Riots broke out in downtown Kampala on Thursday as another round of street demonstrations over commodity prices spread after a leading opposition politician was arrested for the third time in two weeks, significantly heightening tensions here.
President Yoweri Museveni addressed the nation on Thursday evening, defending his government’s action against protesters and the spending decisions that the protesters blame for the rising cost of living.
“Nobody can take over power through an uprising,” Mr. Museveni said in televised remarks that were transcribed by New Vision, a state-owned newspaper. “Whoever thinks like that, I pity such a person.”
Demonstrations over rising food and fuel prices started two weeks ago, spearheaded by two politicians who lost to Mr. Museveni in elections in February.
Despite the meager size of the protests, government security forces have responded with overwhelming force, killing at least five people since the protests began, including a young child, and wounding and arresting hundreds more.
On Thursday, the former presidential candidate who is the protest leader, Kizza Besigye, was bundled into a police van and taken to court within minutes of stepping onto a Kampala street. But unlike his previous arrests during the protest movement, Mr. Besigye was not granted bail on Thursday, and was later whisked away to a prison far outside of the city.
Norbert Mao, another jailed former presidential candidate who is leading protests, was transferred to the same prison outside of Kampala, indicating a growing sensitivity on the part of the government to the politicians’ provocations and influence.
Until Thursday, the protesters in Kampala seemed only as bold as the senior politicians often at the front of the march. But with the leaders jailed, the demonstrations on Thursday grew on their own and evolved into a violent parade of protesters, some holding up banners attacking government corruption, and many with rocks.
“The situation is pushing us,” said Jamo Luyombya, 24, a day laborer. “They are controlling us with the power of the gun, but not with their power of love.”
In Kampala, heavily armed soldiers and police officers fought running street battles with stone-wielding protesters through a popular market as thousands stood on rooftops and balconies to watch.
In the town of Masaka, far from journalists covering the protests in Kampala, a 2-year-old was killed after being shot in the chest and head when the police opened fire with live ammunition near a crowd of unarmed protesters, according to Ugandan news reports.
Many more were reported wounded in Masaka, and two police officers were hospitalized after being severely beaten by protesters there, the police said.
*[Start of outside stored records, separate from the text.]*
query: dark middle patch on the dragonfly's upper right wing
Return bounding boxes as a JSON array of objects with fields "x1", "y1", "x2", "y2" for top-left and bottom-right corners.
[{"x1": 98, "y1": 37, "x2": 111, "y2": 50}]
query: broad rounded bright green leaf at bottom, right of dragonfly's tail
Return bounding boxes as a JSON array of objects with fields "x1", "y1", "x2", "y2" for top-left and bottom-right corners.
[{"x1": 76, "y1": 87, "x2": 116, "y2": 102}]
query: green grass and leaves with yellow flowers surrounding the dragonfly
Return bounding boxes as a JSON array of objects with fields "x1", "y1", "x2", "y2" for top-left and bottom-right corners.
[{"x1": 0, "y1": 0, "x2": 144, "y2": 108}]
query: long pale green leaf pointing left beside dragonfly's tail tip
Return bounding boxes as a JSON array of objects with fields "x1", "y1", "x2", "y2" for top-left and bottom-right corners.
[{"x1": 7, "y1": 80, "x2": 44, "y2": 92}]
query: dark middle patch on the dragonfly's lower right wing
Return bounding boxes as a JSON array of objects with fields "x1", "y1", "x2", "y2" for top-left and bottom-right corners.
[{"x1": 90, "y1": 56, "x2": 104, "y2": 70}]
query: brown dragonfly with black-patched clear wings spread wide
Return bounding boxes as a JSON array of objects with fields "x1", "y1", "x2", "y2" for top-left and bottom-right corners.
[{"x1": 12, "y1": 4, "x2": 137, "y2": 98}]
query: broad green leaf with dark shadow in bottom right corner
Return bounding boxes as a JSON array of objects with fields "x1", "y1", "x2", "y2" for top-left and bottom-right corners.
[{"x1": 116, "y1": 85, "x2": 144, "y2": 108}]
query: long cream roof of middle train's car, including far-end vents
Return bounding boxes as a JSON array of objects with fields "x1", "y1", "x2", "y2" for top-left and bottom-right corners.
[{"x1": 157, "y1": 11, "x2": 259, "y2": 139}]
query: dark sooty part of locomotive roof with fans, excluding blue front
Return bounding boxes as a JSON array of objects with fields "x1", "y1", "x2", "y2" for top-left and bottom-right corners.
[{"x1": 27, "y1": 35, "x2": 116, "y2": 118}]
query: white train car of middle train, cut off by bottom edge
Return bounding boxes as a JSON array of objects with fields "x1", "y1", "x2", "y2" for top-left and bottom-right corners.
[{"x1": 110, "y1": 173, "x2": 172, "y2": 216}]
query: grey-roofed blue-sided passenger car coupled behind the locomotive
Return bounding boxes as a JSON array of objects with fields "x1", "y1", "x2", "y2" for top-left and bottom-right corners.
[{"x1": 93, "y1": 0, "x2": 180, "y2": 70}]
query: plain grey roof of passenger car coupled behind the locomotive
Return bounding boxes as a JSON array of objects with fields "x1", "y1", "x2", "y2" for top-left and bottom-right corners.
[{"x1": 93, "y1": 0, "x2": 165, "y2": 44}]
A news report said that the two officers had died on the way to the hospital.
“The Ugandan government must immediately end the excessive use of force against protesters,” Amnesty International said in a statement on Thursday. “The police have a duty to protect themselves and uphold the law, but it is completely unacceptable to fire live ammunition at peaceful protesters.”
The events could prove pivotal for a movement that so far has failed to gain the same momentum and social cohesion as protests over similar concerns in northern Africa.
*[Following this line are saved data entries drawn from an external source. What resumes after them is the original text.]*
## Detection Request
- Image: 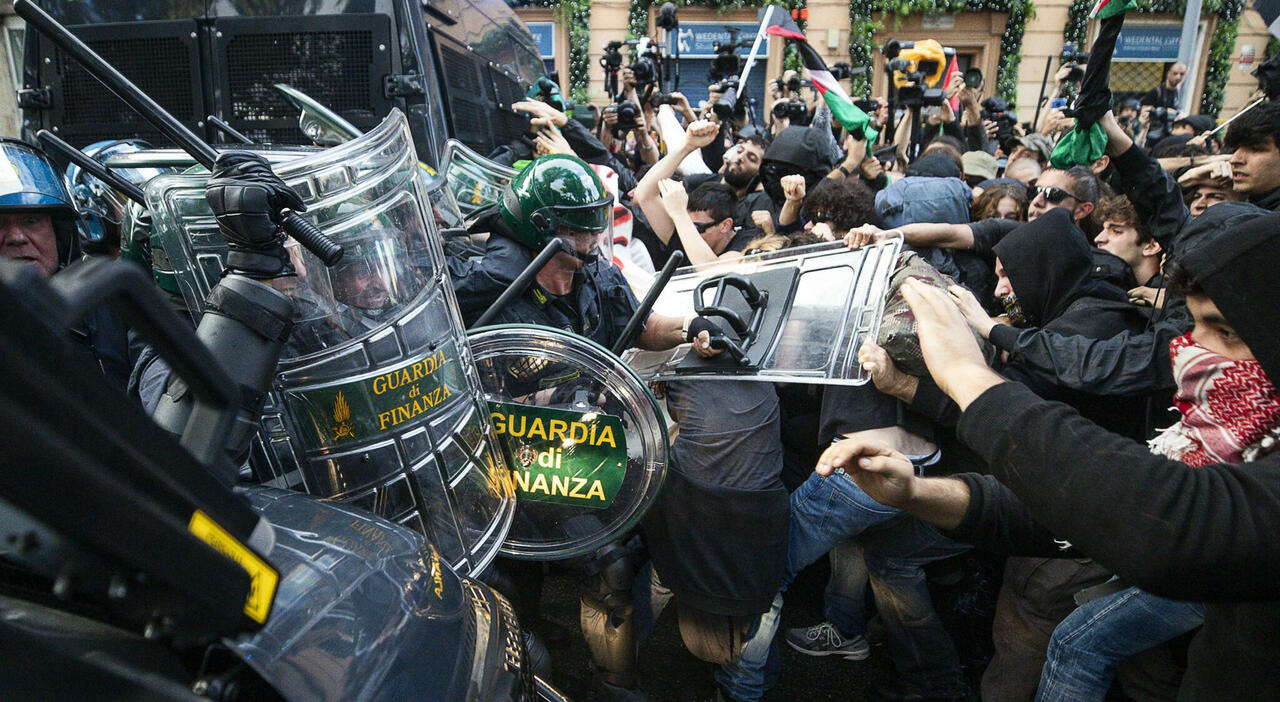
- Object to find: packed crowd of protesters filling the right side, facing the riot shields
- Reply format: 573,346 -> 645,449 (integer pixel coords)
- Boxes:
10,36 -> 1280,701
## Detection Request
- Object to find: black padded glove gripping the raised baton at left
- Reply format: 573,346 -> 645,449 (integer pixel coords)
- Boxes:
205,151 -> 307,279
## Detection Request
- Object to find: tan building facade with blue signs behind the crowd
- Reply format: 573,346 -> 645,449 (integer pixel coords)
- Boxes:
513,0 -> 1271,122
“The rioting shows that people need change of government,” said Annek Cabine, a bystander at the market where the protest came through. “Otherwise, this problem could become like Libya.”
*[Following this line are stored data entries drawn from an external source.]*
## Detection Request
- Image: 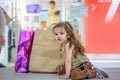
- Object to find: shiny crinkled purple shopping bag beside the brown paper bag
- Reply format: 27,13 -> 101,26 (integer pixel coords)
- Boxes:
15,30 -> 34,73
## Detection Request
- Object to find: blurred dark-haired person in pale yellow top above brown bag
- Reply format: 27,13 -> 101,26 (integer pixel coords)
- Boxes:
46,1 -> 60,28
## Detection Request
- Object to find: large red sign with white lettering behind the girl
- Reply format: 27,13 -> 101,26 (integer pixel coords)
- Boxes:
84,0 -> 120,54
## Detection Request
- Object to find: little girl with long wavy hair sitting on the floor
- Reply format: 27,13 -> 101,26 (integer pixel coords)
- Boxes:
52,22 -> 108,80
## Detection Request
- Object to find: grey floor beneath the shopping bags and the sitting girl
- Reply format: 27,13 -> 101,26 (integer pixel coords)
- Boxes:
0,68 -> 120,80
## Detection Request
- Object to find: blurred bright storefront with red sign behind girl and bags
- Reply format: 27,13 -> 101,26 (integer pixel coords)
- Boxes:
0,0 -> 120,68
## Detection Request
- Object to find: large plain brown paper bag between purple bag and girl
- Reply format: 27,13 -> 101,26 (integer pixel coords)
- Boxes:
29,29 -> 60,72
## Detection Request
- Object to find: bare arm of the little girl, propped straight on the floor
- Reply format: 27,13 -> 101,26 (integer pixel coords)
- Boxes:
59,43 -> 74,78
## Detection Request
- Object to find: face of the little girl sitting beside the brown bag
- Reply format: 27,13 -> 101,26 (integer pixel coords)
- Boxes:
54,27 -> 67,44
But many still see the protest movement as contrived, propped up by politicians bitter over brutal electoral losses. Others wonder whether it has a chance of displacing Mr. Museveni, who has been in power for a quarter-century.
“The key to regime change is of course the army,” said Dr. Elliot Green, a Uganda specialist at the London School of Economics, who said that Mr. Museveni had “done well” in keeping the army “in his pocket.”
But Dr. Green said Africa had a long history of urban food riots that brought down governments.
“Obviously the current situation in Burkina Faso should also worry Museveni, where a riot by soldiers was sparked by a food riot,” said Dr. Green. “Museveni has a lot to be worried about.”